## The KLA Paradigm: Putting Things Together

Once we have our initializer, vertex and neighbor operators, we can provide them to our graph paradigm to initialize and process the graph. The graph paradigm applies the operators on vertices of the graph as required, in order to execute the algorithm. A BFS is simply written as shown below:

```
template<typename GraphView>
void BFS(GraphView& graph, size_t source) {
// Initialize the graph.
map_func(BFSInit(source), graph);
// Execute the BFS.
graph_paradigm(BFSVertexOp(), BFSNeighborOp(), graph);
}
```

Figure-5: The BFS/SSSP intializer.

Here, we assume the GraphView represents the input graph, which has the properties required for BFS to execute (`size_t distance`

, `bool active`

and `size_t parent`

on the vertices). For executing an SSSP algorithm, we would simply replace the `BFSVertexOp`

with the `SSSPVertexOp`

, while the initializer and neighbor operators remain the same.

To improve performance, we can control the amount of asynchrony in the algorithm, while it executes.
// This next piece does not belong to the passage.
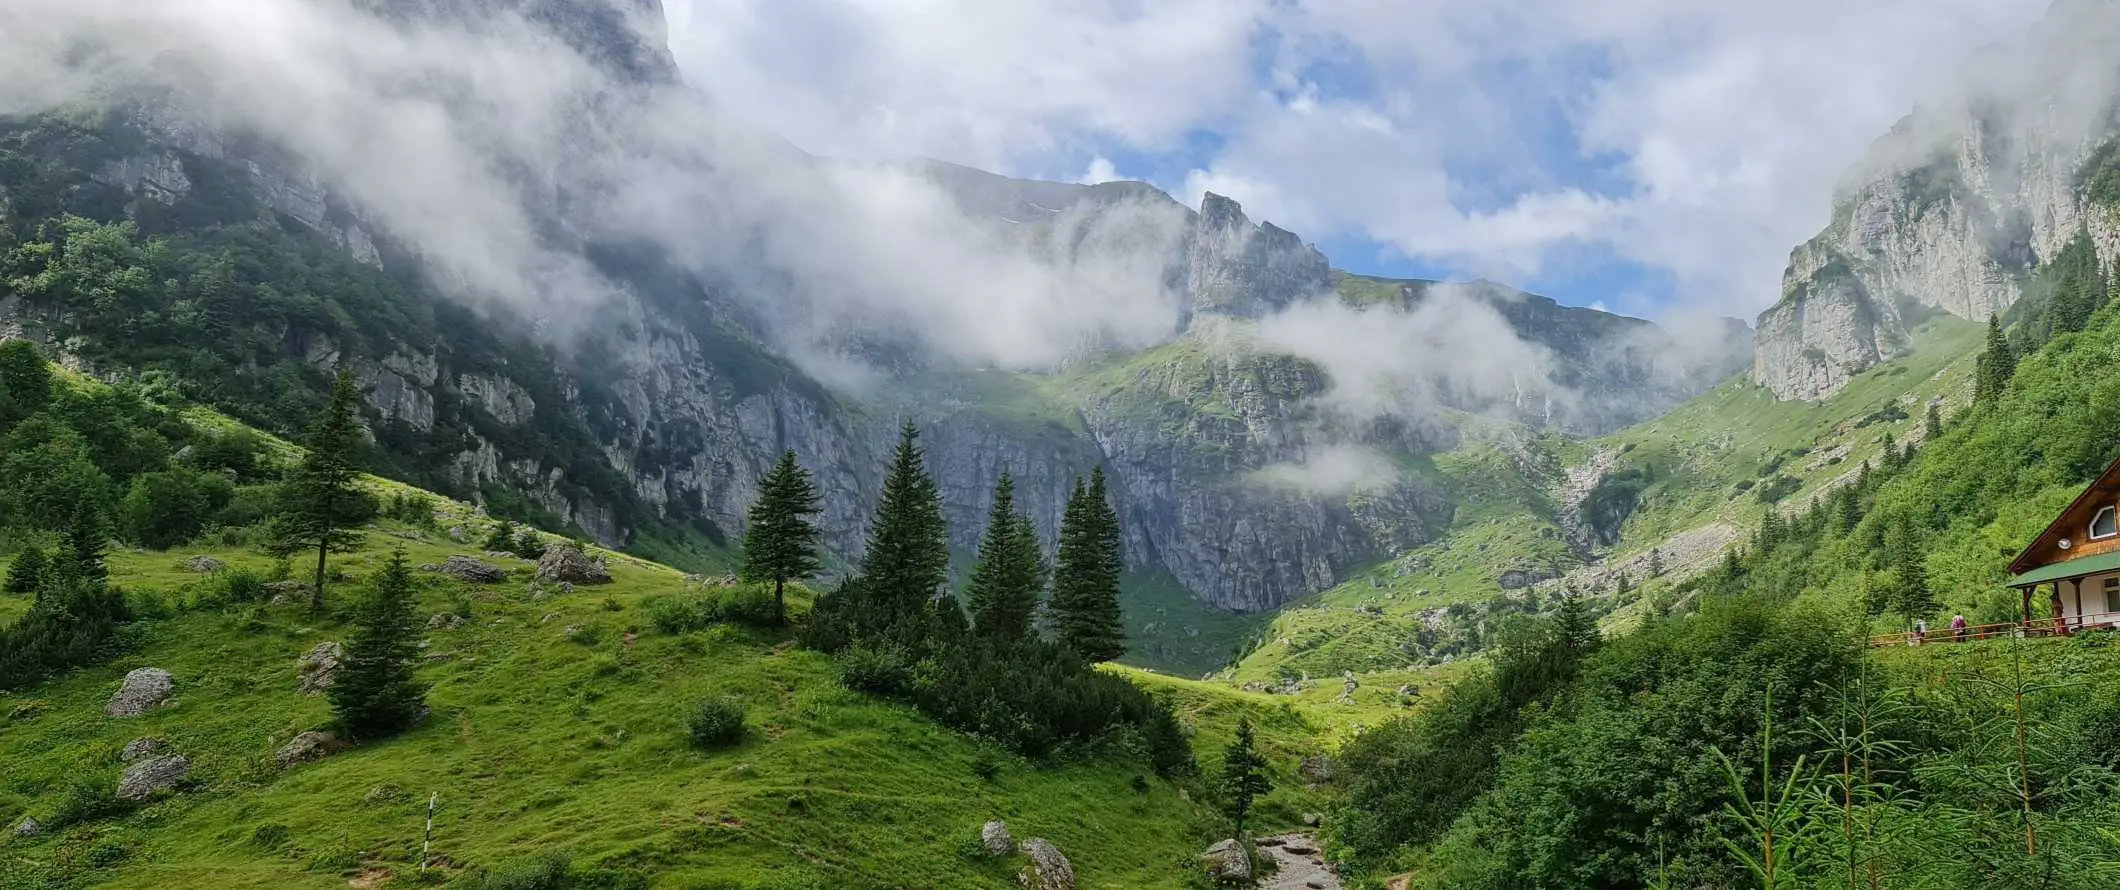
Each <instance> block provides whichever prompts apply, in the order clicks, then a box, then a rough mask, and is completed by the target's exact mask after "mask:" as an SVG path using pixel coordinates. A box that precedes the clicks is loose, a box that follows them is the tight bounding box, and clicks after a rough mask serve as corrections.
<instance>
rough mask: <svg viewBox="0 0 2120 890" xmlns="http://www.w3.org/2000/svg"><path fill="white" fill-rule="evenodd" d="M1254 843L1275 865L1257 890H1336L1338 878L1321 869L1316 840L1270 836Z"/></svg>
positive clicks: (1339, 882)
mask: <svg viewBox="0 0 2120 890" xmlns="http://www.w3.org/2000/svg"><path fill="white" fill-rule="evenodd" d="M1257 843H1259V852H1264V854H1268V856H1272V858H1274V862H1276V865H1278V869H1274V873H1272V875H1266V879H1264V882H1259V890H1340V875H1336V873H1333V871H1331V867H1327V865H1325V856H1323V852H1321V850H1319V839H1317V837H1310V835H1274V837H1259V839H1257Z"/></svg>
This is done by providing an optional parameter to the graph_paradigm, *k*. *k* is an integer between 0 and `INT_MAX`

, which controls how many iterations are executed asynchronously per KLA Superstep:

```
int k = 5;
graph_paradigm(BFSVertexOp(), BFSNeighborOp(), graph, k);
```

Figure-6: The k-level Asynchronous Paradigm -- Making the execution more asynchronous.

### Technical Specification of the KLA Paradigm

- Integer
*k*specifies the level of asynchrony in the execution of the algorithm. When*k*= 0 or 1, the execution is BSP/level-synchronous. - For asynchronous execution, the neighbor operator must be idempotent.